Tags

, , , , , , , ,


First submission to Asimov's_10-29-2014

First submission to Asimov’s_10-29-2014 by Robert Eilers, on Flickr

I have officially submitted a poem to Asimov’s Science Fiction Magazine. This is my first cold submission for publication anywhere. The picture above shows the confirmation email. Now comes the waiting, and more waiting, and more waiting to hear if I my poem is good enough to grace the pages of the prestigious Asimov’s Science Fiction.
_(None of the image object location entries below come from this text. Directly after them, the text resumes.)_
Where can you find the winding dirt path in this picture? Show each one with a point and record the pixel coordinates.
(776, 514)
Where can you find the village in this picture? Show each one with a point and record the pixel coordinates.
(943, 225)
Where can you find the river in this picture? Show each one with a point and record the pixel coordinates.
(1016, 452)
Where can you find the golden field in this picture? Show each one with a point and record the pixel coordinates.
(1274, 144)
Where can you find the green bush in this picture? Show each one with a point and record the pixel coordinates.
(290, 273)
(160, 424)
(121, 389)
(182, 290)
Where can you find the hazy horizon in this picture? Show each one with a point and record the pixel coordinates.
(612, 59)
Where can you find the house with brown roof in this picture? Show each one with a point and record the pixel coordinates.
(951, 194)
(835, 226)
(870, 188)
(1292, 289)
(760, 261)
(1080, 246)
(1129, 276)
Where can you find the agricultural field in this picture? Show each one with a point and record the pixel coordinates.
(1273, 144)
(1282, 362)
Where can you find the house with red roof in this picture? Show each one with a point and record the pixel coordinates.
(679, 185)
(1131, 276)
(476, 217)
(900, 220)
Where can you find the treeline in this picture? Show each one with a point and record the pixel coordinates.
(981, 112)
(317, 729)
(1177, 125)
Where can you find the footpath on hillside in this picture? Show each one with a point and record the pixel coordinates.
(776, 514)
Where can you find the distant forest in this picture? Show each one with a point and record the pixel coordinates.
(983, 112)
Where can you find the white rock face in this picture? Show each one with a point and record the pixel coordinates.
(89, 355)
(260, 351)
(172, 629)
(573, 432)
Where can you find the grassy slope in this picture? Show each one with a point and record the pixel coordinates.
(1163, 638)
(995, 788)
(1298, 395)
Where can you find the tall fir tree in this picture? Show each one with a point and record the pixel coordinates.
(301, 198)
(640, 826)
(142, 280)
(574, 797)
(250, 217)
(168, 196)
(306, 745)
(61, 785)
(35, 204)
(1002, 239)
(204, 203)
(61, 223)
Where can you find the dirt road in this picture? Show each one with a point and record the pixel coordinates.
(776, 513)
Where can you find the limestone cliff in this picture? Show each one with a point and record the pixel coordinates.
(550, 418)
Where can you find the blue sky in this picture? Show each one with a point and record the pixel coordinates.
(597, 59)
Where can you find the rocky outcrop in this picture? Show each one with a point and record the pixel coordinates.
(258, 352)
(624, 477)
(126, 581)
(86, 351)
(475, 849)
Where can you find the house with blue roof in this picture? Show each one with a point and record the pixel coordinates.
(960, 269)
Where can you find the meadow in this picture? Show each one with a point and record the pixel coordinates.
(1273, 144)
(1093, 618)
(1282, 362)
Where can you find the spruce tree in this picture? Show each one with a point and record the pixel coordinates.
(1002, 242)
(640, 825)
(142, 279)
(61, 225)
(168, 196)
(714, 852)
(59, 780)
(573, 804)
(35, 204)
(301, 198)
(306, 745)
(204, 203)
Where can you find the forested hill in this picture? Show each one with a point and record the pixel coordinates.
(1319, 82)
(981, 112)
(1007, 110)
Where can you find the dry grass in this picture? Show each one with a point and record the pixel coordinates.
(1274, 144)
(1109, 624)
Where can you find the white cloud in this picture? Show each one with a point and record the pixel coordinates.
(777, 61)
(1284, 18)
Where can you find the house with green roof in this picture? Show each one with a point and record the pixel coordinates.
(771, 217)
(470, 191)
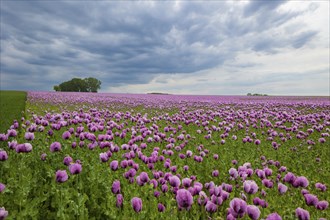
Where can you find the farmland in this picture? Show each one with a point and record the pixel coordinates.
(125, 156)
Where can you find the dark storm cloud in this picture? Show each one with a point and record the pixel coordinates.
(131, 42)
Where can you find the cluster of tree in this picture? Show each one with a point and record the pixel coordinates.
(79, 85)
(256, 94)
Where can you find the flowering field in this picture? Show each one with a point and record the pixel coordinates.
(119, 156)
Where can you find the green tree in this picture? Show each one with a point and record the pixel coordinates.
(92, 84)
(57, 88)
(79, 85)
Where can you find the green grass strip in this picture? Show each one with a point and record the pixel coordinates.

Adriana Eissa wrote a great post called “You Need One Thousand No’s To Get A Yes”. I hope that will not be the case for my first submission, but I know the odds are against me just like they are against all other writers. The worst part of writing is not the writing, developing ideas, or overcoming writer’s block; the worst part is  waiting for an acceptance. If I start getting a ton of rejections that may become my worst part of writing, however, as Adrianna says,

No should be the warning sign of a yes in the distance.

With each “no” rejection I receive means I am that much closer to getting a “yes”. I am closer to a dream I’ve been keeping for decades. Now that I’m on the trail to something I want to become, one “no” cannot knock me down. If every person let the first rejection destroy their dream there would be a lot fewer companies, a lot fewer books, music, art, crafts, and there would be a debilitating air of melancholy hanging over the world. We cannot “be defeated by two letters.” We must persevere through the hard times so our dreams and all the dreams of those after have a chance to become reality.

There will be sadness if I get a rejection from Asimov’s Science Fiction, it can’t be helped, but I’ll get over it. I’ll find somewhere else to send the poem, and will eventually get my “yes”. When I do get my “yes” it will be an awesome day. I probably won’t jump up and down; holler and yell; or scream and shout because that’s not my thing, instead, I may stare at it for a day or two while the realization sinks in.

Whatever way I spontaneously celebrate it will be made possible by the determination not to let two letters get under my skin. The roots and rocks in the trail trying to trip me up will be a memory looked back on with fondness as having made me stronger in my will to see myself become a published, full-time writer.